First off: ...It sounds like the battery is a goner.

Next off: when you plug the mains into the hook up the Zig is providing the power to the circuits normally supplied by the leisure battery ... it is a power supply/charger and as you have seen all the 12v appliances and lights should work when the mains supply is connected. It will also start to charge the battery... if the battery is any good at all then leaving the zig unit charging for 2 or 3 days may see some improvement...but I doubt it.

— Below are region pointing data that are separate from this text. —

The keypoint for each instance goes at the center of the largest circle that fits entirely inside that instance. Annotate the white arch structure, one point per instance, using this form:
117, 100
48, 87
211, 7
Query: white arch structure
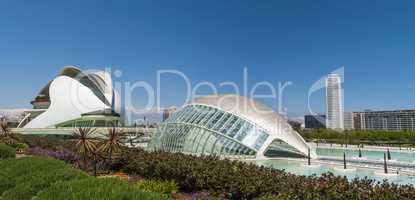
228, 125
74, 93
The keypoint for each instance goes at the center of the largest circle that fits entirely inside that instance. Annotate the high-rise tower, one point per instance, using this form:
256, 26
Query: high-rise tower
334, 101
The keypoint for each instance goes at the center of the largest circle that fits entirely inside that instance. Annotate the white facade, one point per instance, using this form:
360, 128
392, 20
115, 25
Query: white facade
74, 93
334, 101
229, 125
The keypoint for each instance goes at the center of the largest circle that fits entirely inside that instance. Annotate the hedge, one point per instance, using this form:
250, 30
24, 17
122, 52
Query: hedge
239, 180
97, 189
7, 152
360, 137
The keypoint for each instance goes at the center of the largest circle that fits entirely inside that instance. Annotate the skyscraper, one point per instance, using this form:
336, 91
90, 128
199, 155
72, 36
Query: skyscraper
168, 112
334, 101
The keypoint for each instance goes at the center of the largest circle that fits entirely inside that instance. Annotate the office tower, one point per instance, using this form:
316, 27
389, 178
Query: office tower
348, 121
334, 101
315, 121
168, 112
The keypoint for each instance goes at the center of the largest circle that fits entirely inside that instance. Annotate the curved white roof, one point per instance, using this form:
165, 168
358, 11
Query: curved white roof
74, 93
260, 115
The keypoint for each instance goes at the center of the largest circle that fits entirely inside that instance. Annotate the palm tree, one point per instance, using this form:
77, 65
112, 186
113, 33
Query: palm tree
86, 143
6, 135
113, 142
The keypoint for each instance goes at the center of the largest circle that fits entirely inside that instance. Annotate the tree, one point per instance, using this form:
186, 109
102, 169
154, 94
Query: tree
6, 135
86, 143
112, 142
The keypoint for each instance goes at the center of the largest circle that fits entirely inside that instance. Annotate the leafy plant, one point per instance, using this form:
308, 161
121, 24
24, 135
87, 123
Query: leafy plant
23, 178
112, 142
86, 143
7, 152
158, 186
6, 135
97, 189
239, 180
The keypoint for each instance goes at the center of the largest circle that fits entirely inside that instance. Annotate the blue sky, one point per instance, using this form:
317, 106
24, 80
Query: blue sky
208, 40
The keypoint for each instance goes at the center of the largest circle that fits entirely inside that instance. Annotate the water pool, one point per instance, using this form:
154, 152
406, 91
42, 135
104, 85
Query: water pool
403, 156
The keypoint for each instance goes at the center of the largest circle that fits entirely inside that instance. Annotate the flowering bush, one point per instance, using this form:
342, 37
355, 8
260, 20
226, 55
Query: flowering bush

Now would be a good time to beg or buy a digital multimeter ( about £6-7) . With this you will be able to roughly establish the condition of the battery and whether it is getting a charge from the alternator when the engine is running ( voltage rise shows this is happening :wink: ) . Do this before lashing out on a new battery... if the battery is not getting a charge then get that sorted first otherwise the new battery will go the same way as the one you have now :wink:

mike

Edit P.S. do the fuse checks too, as suggested above by DAB :wink:


----------



## kiwistopher (Nov 5, 2007)

THanks guys for your suggestions and help. I will have the battery checked out first and go from there.
By the way; do the relays normally pack up or is the "chattering" possibly due to something else??

Cheers, Chris


----------



## DABurleigh (May 9, 2005)

Chris,

Everything you have been told is accurate. However, why I constrained myself to what I did was expressly to stop you getting the battery checked out, buying a new one, installing it, and carrying on on blissful ignorance while you [email protected]@er that one, too!

Dave


----------



## kiwistopher (Nov 5, 2007)

Thanks, Dave; your point have been noted. I will have the relays checked professionally and the job done properly!
Happy Christmas...! Chris


----------



## DABurleigh (May 9, 2005)

Well you could do; other than I doubt anything is wrong with the relays  Ask a motorhome dealer or auto electrician, however, and you could pay for new ones anyway!

Dave


----------



## kiwistopher (Nov 5, 2007)

I started charging the battery last night via the 240 volt power supply. It took the charge, and everything works...I dont know how long the charge will last yet,...BUT, both the relay in the fuse box AND the relay behind the zig unit are still chattering when I run the van engine.
Anyone know why they chatter? They are very cheap, but if there is a problem, that needs sorting. 
All the blade and line fuses are intact, and I have lubricated everything with WD40...
Any more suggestions :? 
Thanks for all the ptrevious help received !


----------



## kiwistopher (Nov 5, 2007)

Update:...I signed up just now to this forum, just so I could search for keywords, which I did..."chattering relays"...and someone called Sallytraffic posted a reply some time ago about checking a small wire coming out of the alternator up to the relay. I fiddled about and cleaned it (there was a broken plastic sheath) and when I started the van the chattering had disappeared!!. Possible result; I'm so happy that you guys helped...maybe I can drive all the way to China now!! :lol: :lol:


----------



## twinky (Aug 11, 2008)

Great result kiwistopher.

Youve got more than your £10 back already then  .

Seasons greetings


----------